Speaking of hunger...

If you do plan to extend your day, you may find it helpful to make dinner reservations at a spot that provides dock “parking,” i.e., somewhere you can pull in with your boat and hop to your table just steps away. At certain waterfront seafood restaurants, the chef will even cook your fresh catch for you — so call ahead and check in!

Keep Your Deck Dim

You might think that it would be helpful to use flashlights, phones, lamps, and other sources of light on your boat as the sky darkens after sunset. However, white light can actually make it harder for you to observe your surroundings (and for other boaters to see you, too, which is equally important). Keep your boat as dim as possible, but feel free to use a marine red light for getting around deck in the dark. This kind of light is made specifically for the on-the-water environment, as it won’t interfere with your reduced visibility in the same way that white can.

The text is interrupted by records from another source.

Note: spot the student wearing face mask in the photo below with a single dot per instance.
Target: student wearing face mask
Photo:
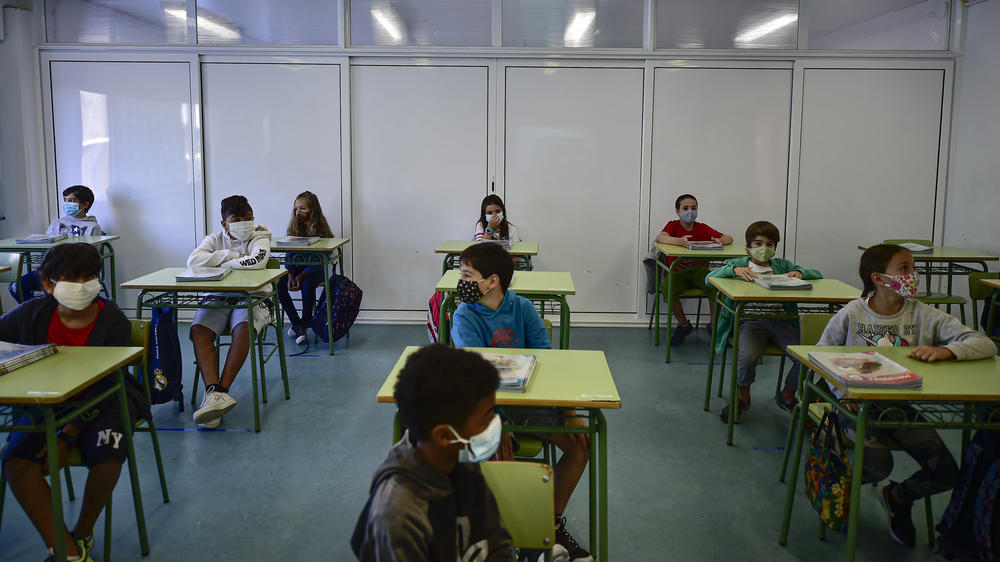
(428, 499)
(492, 315)
(71, 313)
(762, 240)
(307, 220)
(241, 244)
(493, 223)
(888, 314)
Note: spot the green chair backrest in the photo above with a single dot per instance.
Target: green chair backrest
(524, 496)
(811, 327)
(978, 291)
(14, 261)
(921, 241)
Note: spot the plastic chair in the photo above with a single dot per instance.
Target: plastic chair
(524, 494)
(262, 343)
(979, 292)
(935, 299)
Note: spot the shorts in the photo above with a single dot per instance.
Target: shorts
(685, 279)
(219, 319)
(102, 438)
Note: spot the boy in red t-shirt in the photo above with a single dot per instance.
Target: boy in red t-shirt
(70, 313)
(687, 275)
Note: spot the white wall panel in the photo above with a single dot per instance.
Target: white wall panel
(419, 148)
(124, 130)
(572, 158)
(868, 164)
(272, 131)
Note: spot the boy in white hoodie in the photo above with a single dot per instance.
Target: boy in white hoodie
(77, 202)
(240, 245)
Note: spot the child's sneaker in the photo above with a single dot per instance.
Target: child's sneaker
(575, 552)
(680, 332)
(900, 523)
(213, 406)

Observe Quiet Cruising Hours

After a fun-filled day fades into an equally enjoyable evening, it can be easy to forget that the rest of the world back on land is starting to wind down! When you’re cruising near residential areas on your way back to shore, keep the music and on-board noise down. Hey, it’s only ~12 hours until you can return to the thrilling sounds of a fast-paced cruise or wakeboard run!

With your Monterey and these handy tips, you’ll be truly unstoppable on the water — whatever the day (or night) may bring!